Will core 0 fence and then core 1 do fence.i make instruction fetch get the same instruction memory in a multicore system #1544

fanghuaqi · 2024-07-18T03:12:13Z

I have a question in understanding these lines of the zfencei spec

Lines 69 to 79 in 3c1d602

    
           The FENCE.I instruction is used to synchronize the instruction and data 
        
           streams. RISC-V does not guarantee that stores to instruction memory 
        
           will be made visible to instruction fetches on a RISC-V hart until that 
        
           hart executes a FENCE.I instruction. A FENCE.I instruction ensures that 
        
           a subsequent instruction fetch on a RISC-V hart will see any previous 
        
           data stores already visible to the same RISC-V hart. FENCE.I does _not_ 
        
           ensure that other RISC-V harts' instruction fetches will observe the 
        
           local hart's stores in a multiprocessor system. To make a store to 
        
           instruction memory visible to all RISC-V harts, the writing hart also 
        
           has to execute a data FENCE before requesting that all remote RISC-V 
        
           harts execute a FENCE.I.

As spec described below,

To make a store to instruction memory visible to all RISC-V harts, the writing hart also
has to execute a data FENCE before requesting that all remote RISC-V
harts execute a FENCE.I.

below updated

If in multicore system eg. 4 core, core 0 load instruction from external memory and write data into its data-cache, and then do a FENCE in just core 0, will other cores such as core 1-3 (after they do a FENCE.i) see the same instruction in the same memory address as core 0 see? or in other word, will core 1-3 instruction fetch be able to see the data in core0's data-cache?

There is a dissussion in linux implemention about this, see

The text was updated successfully, but these errors were encountered:

fanghuaqi · 2024-07-18T03:30:17Z

Here is a updated version:

If in multicore system eg. 4 core, core 0 load instruction from external memory and write data into its data-cache, and then do a FENCE in just core 0, will other cores such as core 1-3 (after they do a FENCE.i) see the same instruction in the same memory address as core 0 see? or in other word, will core 1-3 instruction fetch be able to see the data in core0's data-cache?

Actually, per our understanding to ISA-SPEC, we feel the answer is NO, i.e., the core 1-3 instruction fetch cannot see the data in core0's data-cache.
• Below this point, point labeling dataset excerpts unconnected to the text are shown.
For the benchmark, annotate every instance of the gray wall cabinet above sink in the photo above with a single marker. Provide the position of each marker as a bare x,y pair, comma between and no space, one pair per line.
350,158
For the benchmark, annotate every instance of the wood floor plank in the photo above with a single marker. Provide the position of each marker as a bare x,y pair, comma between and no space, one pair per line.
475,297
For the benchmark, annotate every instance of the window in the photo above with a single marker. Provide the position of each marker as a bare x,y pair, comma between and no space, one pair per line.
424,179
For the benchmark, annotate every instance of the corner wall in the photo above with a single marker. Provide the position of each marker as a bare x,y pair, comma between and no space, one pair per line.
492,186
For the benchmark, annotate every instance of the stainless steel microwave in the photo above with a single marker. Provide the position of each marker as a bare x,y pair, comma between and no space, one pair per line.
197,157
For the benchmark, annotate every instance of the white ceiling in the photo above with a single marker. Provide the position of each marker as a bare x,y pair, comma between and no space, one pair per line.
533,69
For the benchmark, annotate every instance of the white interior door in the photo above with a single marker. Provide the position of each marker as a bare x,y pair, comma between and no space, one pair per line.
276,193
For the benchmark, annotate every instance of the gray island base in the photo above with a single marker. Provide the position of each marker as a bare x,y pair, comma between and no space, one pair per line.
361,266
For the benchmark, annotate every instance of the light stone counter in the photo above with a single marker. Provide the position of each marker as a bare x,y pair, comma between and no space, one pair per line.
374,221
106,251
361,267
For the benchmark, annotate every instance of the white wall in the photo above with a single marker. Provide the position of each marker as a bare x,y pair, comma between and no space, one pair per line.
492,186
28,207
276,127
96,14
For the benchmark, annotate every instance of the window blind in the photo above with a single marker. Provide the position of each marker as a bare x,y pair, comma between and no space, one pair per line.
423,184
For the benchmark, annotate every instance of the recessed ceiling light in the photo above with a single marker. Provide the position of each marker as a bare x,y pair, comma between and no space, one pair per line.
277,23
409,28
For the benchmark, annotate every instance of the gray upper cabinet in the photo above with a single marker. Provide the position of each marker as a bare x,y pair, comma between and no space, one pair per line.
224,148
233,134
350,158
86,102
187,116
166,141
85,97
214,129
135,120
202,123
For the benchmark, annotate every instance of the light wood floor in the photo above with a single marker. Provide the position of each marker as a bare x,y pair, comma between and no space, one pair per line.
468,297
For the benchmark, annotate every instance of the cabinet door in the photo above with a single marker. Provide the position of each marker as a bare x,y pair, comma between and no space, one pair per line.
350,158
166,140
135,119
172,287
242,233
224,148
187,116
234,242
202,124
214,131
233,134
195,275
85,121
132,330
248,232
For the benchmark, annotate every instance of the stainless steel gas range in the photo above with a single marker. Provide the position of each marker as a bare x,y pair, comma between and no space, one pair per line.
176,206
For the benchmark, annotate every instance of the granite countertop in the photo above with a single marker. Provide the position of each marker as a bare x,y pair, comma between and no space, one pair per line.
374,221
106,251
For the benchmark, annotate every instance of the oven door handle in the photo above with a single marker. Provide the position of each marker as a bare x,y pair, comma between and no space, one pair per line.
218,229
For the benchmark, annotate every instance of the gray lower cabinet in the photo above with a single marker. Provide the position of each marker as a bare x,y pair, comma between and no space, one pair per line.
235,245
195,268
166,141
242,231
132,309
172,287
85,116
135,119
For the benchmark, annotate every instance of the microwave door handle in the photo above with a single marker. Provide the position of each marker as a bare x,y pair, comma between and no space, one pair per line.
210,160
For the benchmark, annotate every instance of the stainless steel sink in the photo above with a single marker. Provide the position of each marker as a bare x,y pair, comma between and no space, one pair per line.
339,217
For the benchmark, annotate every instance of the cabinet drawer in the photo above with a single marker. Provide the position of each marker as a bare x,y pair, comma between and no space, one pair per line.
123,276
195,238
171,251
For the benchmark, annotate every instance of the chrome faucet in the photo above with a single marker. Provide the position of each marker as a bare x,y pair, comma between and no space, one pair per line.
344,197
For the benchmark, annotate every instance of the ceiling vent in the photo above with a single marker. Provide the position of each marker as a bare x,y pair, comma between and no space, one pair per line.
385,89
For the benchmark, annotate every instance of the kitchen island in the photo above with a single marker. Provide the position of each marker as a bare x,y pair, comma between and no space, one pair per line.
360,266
The right sequence should be :

1, core 0 load instruction from external SD card memory and write data into its DCache
2, core 0 then do a FENCE.i to make sure its own ICache is synced with its DCache, and the core0's DCache will be flushed into main memory
3, core 0 then do a FENCE as barrier to make sure the preceding operation is visible to memory
4, core0 then ask for other core1-3 to do FENCE.i
5, and then core1-3 (after do FENCE.i) re-fetch the instruction from the main memory to get the latest instructions

Can you help to confirm that our understanding is correct?

Many Thanks

gfavor · 2024-07-18T05:45:45Z

On Wed, Jul 17, 2024 at 8:30 PM Huaqi Fang ***@***.***> wrote: Here is a updated version: If in multicore system eg. 4 core, core 0 load instruction from external memory and write data into its data-cache, and then do a FENCE in just core 0, will other cores such as core 1-3 (after they do a FENCE.i) see the same instruction in the same memory address as core 0 see? or in other word, will core 1-3 instruction fetch be able to see the data in core0's data-cache?

The missing piece in the preceding (which corresponds to "the writing hart also has to execute a data FENCE *before requesting that all remote RISC-V harts* execute a FENCE.I") is to perform the memory access(es) after the FENCE that cause a request to be sent to all the remote harts. All this of course presumes data cache coherency and hence no need for CBO's to explicitly push the written instruction out of core 0's data cache.

Actually, per our understanding to ISA-SPEC, we feel the answer is NO, i.e., the core 1-3 instruction fetch cannot see the data in core0's data-cache. The right sequence should be : - 1, core 0 load instruction from external SD card memory and write data into its DCache - 2, core 0 then do a FENCE.i to make sure its own ICache is synced with its DCache, and the core0's DCache will be flushed into main memory The FENCE.I doesn't cause core 0's DCache to be flushed. It just causes

its ICache and instruction fetch/etc. to become synchronized or consistent with the instruction written into its DCache.

- 3, core 0 then do a FENCE as barrier to make sure the preceding operation is visible to memory As noted above the FENCE is to order the write of the instruction into

core 0's DCache with the sending of a request (e.g. an IPI) to all remote harts. That ensures that the write is globally visible before any of the remote harts receive the request to do a FENCE.I (assuming all DCaches are coherent with each other as noted above).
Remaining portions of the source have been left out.